During that time, Eastleigh has moved from being a gentrified suburb of Nairobi, popular with the Italian community, into one of the most run-down areas of the city.
He has kept his standards and prices high, however, to ensure a classier kind of clientele. He proudly states that the chicken he sells come from his farm, and he changes the chip oil every day.
Shopping in Eastleigh
Forget Biashara Street, Eastleigh’s where it’s at. If you’re in the market for curtains, textiles of any kind, or discount clothing, this is where you’ll find the cheapest bargains in Nairobi.
The market area, known as Garissa Lodge, is loosely organised by product.
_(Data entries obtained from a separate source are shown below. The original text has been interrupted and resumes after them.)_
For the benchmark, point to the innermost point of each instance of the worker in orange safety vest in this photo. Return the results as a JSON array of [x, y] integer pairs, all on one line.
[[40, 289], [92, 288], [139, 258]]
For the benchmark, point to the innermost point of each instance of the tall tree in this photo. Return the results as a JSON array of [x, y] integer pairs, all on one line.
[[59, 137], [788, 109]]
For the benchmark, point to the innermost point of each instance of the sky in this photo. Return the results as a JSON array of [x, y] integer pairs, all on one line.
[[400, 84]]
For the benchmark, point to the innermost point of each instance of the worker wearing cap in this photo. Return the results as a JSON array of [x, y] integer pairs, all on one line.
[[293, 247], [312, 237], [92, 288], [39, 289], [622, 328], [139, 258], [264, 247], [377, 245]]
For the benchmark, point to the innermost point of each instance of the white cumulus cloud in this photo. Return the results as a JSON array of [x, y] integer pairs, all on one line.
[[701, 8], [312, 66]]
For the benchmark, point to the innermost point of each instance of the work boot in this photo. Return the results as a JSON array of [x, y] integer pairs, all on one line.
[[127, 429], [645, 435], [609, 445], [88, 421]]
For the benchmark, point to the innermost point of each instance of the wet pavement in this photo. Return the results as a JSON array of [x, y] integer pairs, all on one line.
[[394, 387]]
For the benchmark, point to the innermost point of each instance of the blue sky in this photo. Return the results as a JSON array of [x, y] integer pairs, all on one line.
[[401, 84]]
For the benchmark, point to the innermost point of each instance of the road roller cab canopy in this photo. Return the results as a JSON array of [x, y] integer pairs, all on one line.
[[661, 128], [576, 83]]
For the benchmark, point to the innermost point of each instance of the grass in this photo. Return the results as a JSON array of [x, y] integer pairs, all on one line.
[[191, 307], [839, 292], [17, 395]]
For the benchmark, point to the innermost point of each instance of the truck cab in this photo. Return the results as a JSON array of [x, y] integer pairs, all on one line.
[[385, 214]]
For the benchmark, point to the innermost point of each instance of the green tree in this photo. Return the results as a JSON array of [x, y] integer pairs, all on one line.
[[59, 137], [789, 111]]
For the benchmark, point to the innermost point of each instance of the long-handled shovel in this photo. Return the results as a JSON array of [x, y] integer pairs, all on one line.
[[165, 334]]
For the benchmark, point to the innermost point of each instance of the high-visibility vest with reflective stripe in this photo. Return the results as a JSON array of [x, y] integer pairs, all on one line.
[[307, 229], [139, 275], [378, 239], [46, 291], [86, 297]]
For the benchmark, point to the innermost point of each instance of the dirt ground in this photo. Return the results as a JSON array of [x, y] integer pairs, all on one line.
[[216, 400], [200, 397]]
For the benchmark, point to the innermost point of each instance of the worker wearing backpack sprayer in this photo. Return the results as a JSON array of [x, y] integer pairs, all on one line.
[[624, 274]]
Curtain sellers – and makers – crowd together, while it takes some dodging to navigate through the textiles, where great piles of material are scattered all over the shopping hall.
Traders assure me that what you buy in Biashara Street came first from Eastleigh, and is simply marked up.
Gold, gold, gold…
From the outside, the gold souk looks nondescript. Inside, however, dozens of shrouded Somali women, hissing and clacking to potential customers, cluster behind glass display cases of gold bangles, necklaces, earrings, and pendants. Money changers buzz around us, waving calculators.
A man offers to check my gold wedding ring for authenticity. I watch nervously as he rubs it against a black stone, and pours acid over the mark left. He smiles: It’s real.
At the silver shop, the shopkeeper points again to my fingers, and I start to pull off my ring. But no, it’s my pen he’s interested in. “Is it a hidden camera?” He wonders, peering at the lid.
With so much gold, silver and cash on site, it’s little surprise that traders here are twitchy.
Camel milk for sale
A few hundred yards further on, I see a group of women gathered around yellow drums. What is it, I wonder. Camel milk, Clive tells me. It is shipped in every morning from the northeast of Kenya. Go on, try some, he says.
I reluctantly take the proffered cup, and take a sip. It tastes smoky — thanks to the charcoal the vendors use to keep it fresh — but not unpleasant. Clive takes the cup from me and polishes it off. It’s like a laxative, he says. It cleans your system out. A short while later, he is looking distinctly queasy.
Kilimajaro Food Court
We dive into KFC. No, not Kentucky Fried Chicken, but the Kilimanjaro Food Court.
Somalis gravitate towards this very popular dining area for Somali dishes, such as tender young goat meat, camel stew, and the ubiquitous pizza. Women are encouraged to eat in the family area to the back of the restaurant.
As we leave the restaurant, Clive points out a building across the road, where I glimpse a cauldron-like vessel belching out steam. It’s a home brew, he says. Shall we take a look, I ask. Better not, he warns. It would be inviting trouble. There’s quite a lot of dubious business down here, I suggest. “Illegality,” says Clive, “is just a way for the police to get more money.”